Questa settimana il prezzo del rame è salito nuovamente sopra gli 11.000 dollari la tonnellata. L’aumento è stato alimentato da varie dichiarazioni rilasciate durante una conferenza sull’industria del rame a Shanghai, osserva l’analista valutario di Commerzbank Volkmar Baur.
L’incertezza sui dazi statunitensi sta facendo aumentare le scorte del COMEX
“Il presidente di una società di ricerca sui metalli e sull’estrazione mineraria ha avvertito che i prezzi del rame negli Stati Uniti potrebbero continuare a essere scambiati a un prezzo superiore a causa dell’incertezza sulle tariffe statunitensi, che probabilmente porterebbe a un ulteriore esaurimento delle scorte sul COMEX e all’esaurimento delle scorte al di fuori degli Stati Uniti. Inoltre, ci sono preoccupazioni per una carenza di materie prime, con la società che stima che il mercato del concentrato di rame sarà sottofornito di circa 500.000 tonnellate l’anno prossimo.”
“Inoltre, un rappresentante di una società mineraria canadese ha sottolineato che l’utilizzo globale delle fonderie è sceso al minimo storico del 75% a causa della carenza di materie prime. Questo tasso potrebbe scendere ulteriormente se le condizioni di fornitura non migliorano. Nonostante questi avvertimenti e rapporti terribili, gli ultimi dati mostrano pochi segni di un rallentamento nella produzione di rame.”

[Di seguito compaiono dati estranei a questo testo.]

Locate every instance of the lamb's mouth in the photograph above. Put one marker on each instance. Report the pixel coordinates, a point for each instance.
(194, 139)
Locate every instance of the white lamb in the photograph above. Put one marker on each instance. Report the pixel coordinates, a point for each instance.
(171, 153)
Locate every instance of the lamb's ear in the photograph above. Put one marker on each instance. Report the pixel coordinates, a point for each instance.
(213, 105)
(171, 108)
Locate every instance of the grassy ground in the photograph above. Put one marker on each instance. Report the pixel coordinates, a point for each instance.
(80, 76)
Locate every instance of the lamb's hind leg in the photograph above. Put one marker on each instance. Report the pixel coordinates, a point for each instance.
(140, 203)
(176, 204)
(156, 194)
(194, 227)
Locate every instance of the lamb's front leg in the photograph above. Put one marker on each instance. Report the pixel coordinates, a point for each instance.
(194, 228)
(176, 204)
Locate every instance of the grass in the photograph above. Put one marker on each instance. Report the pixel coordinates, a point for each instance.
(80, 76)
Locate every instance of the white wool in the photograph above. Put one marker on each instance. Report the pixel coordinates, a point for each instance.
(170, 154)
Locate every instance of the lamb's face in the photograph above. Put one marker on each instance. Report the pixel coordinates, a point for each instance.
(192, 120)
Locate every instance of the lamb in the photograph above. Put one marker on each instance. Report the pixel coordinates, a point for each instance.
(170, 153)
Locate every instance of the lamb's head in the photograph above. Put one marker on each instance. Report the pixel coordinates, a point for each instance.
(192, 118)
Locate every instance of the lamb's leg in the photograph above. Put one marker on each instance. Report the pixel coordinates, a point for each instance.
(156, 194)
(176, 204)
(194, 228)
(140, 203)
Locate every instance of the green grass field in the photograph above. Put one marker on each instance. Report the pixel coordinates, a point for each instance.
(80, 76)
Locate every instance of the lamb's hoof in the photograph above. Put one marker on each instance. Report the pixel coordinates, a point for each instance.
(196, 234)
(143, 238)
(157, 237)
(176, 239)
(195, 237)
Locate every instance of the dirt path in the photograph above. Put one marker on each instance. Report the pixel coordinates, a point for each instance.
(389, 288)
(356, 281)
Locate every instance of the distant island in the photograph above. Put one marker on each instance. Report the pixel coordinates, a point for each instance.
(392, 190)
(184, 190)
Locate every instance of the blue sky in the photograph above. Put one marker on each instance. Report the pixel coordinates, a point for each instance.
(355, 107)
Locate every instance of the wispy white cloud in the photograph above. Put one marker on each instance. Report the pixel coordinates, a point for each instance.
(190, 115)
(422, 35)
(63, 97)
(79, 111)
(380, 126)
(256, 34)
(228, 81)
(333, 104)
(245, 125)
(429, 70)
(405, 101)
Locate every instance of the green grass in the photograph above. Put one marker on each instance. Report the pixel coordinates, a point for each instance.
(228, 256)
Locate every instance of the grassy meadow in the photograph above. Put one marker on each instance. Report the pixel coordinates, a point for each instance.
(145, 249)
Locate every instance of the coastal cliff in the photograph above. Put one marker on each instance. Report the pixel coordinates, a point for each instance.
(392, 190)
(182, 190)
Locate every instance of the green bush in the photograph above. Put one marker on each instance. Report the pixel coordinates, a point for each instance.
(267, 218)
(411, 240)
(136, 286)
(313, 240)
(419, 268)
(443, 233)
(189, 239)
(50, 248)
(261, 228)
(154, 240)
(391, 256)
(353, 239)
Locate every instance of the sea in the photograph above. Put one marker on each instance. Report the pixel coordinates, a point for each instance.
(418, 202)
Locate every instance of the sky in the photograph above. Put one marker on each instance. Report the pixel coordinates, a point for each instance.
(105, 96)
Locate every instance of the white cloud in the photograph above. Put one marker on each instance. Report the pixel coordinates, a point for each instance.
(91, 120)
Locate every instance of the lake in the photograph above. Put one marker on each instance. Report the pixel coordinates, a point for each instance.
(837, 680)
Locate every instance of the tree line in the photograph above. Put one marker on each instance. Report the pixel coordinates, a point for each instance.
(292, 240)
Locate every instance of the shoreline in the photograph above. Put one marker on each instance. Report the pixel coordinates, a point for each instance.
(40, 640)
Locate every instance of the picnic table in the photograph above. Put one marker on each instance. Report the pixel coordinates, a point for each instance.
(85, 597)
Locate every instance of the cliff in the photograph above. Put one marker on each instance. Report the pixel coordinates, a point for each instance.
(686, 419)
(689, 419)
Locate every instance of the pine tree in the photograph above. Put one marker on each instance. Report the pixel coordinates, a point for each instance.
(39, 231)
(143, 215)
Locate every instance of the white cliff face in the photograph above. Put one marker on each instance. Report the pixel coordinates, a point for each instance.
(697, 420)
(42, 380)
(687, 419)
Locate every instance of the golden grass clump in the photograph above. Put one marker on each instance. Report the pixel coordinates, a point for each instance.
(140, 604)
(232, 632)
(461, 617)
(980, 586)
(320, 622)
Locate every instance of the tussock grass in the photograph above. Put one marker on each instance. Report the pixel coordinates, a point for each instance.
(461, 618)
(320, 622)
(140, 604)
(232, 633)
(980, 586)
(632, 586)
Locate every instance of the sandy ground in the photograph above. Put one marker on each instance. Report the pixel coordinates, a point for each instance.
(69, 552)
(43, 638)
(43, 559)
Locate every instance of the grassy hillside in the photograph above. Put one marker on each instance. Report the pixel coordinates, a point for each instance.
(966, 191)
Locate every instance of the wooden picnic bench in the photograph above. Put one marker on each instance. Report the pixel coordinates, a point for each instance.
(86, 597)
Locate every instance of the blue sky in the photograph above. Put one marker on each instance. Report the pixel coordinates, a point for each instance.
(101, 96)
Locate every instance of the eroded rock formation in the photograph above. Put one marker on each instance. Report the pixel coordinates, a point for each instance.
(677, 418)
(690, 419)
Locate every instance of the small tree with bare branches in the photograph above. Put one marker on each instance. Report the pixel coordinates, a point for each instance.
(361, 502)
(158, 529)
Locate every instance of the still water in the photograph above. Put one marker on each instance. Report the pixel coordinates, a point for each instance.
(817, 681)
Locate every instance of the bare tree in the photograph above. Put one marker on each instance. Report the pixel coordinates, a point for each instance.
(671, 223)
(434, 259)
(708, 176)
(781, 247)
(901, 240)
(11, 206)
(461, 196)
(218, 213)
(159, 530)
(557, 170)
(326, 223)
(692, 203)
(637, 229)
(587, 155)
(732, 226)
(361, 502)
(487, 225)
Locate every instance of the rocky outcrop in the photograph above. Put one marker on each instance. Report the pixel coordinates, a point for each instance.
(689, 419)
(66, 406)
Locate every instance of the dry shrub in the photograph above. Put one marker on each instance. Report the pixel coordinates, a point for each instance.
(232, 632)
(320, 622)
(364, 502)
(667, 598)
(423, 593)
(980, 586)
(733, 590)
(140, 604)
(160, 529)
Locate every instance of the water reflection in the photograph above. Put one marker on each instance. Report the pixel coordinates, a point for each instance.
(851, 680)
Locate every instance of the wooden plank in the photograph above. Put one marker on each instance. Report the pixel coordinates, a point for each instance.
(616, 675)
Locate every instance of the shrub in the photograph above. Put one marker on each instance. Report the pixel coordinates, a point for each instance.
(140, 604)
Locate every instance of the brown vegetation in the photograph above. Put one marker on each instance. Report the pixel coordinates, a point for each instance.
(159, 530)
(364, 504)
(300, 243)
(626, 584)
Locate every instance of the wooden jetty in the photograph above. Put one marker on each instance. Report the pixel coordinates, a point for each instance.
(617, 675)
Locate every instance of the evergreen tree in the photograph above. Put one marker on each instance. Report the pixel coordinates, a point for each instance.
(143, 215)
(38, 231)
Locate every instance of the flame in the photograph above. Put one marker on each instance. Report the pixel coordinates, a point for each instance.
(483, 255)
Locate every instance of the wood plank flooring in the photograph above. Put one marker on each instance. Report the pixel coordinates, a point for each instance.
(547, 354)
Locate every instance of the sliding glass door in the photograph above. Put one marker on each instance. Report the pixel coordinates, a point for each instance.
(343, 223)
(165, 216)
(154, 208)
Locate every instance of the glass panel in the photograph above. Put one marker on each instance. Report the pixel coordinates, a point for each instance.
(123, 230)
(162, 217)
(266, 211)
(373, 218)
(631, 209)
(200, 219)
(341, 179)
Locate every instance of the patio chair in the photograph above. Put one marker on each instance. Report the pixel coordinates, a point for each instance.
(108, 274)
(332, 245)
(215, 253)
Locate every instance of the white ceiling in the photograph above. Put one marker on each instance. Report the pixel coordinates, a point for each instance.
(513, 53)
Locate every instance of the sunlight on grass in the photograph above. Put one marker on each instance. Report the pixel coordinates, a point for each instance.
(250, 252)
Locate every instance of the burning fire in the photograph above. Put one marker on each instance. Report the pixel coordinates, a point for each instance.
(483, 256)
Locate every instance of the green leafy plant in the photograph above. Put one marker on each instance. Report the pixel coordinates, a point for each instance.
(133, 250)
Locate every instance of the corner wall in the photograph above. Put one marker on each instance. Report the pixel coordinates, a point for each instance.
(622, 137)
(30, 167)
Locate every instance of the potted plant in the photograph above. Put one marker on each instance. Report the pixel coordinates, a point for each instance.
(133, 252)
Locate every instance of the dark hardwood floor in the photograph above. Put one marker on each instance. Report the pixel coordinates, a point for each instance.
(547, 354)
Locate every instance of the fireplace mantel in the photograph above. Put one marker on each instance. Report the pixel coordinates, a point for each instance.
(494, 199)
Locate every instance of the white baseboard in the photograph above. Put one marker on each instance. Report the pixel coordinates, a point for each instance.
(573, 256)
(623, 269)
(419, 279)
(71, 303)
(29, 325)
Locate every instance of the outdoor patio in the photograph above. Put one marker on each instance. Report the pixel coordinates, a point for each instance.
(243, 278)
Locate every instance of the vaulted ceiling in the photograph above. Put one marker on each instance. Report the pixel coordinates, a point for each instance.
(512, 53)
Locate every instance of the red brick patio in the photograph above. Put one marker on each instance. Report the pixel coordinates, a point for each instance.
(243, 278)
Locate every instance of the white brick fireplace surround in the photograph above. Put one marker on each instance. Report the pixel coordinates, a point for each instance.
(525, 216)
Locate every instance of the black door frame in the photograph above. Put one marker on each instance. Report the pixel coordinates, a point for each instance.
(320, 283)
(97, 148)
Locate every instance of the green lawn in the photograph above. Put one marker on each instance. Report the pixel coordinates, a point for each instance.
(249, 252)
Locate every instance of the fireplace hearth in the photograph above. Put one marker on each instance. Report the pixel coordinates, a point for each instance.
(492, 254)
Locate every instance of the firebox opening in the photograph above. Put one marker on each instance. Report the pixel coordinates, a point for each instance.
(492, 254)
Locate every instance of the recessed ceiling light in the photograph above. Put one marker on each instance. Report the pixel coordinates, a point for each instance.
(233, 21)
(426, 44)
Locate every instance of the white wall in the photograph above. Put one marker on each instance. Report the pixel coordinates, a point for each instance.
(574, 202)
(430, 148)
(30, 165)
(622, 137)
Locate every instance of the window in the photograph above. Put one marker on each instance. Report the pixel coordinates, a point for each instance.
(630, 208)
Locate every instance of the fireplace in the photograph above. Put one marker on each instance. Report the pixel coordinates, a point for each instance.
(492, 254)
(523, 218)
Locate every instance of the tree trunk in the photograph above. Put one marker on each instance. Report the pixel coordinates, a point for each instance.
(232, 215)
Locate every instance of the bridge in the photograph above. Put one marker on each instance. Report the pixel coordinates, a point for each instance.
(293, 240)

“Come abbiamo notato in diverse occasioni, la Cina ha mantenuto elevati livelli di produzione di metalli. Tuttavia, i piani per costruire 2 milioni di tonnellate di nuova capacità di fusione sarebbero stati sospesi, ha detto un rappresentante della China Non-Ferrous Metals Industry Association alla conferenza. Inoltre, le scorte disponibili del LME sono aumentate di recente, aumentando di circa 100.000 tonnellate dai minimi di giugno al livello più alto in quasi nove mesi. Di conseguenza, vediamo un limitato rialzo a breve termine per i prezzi del rame.”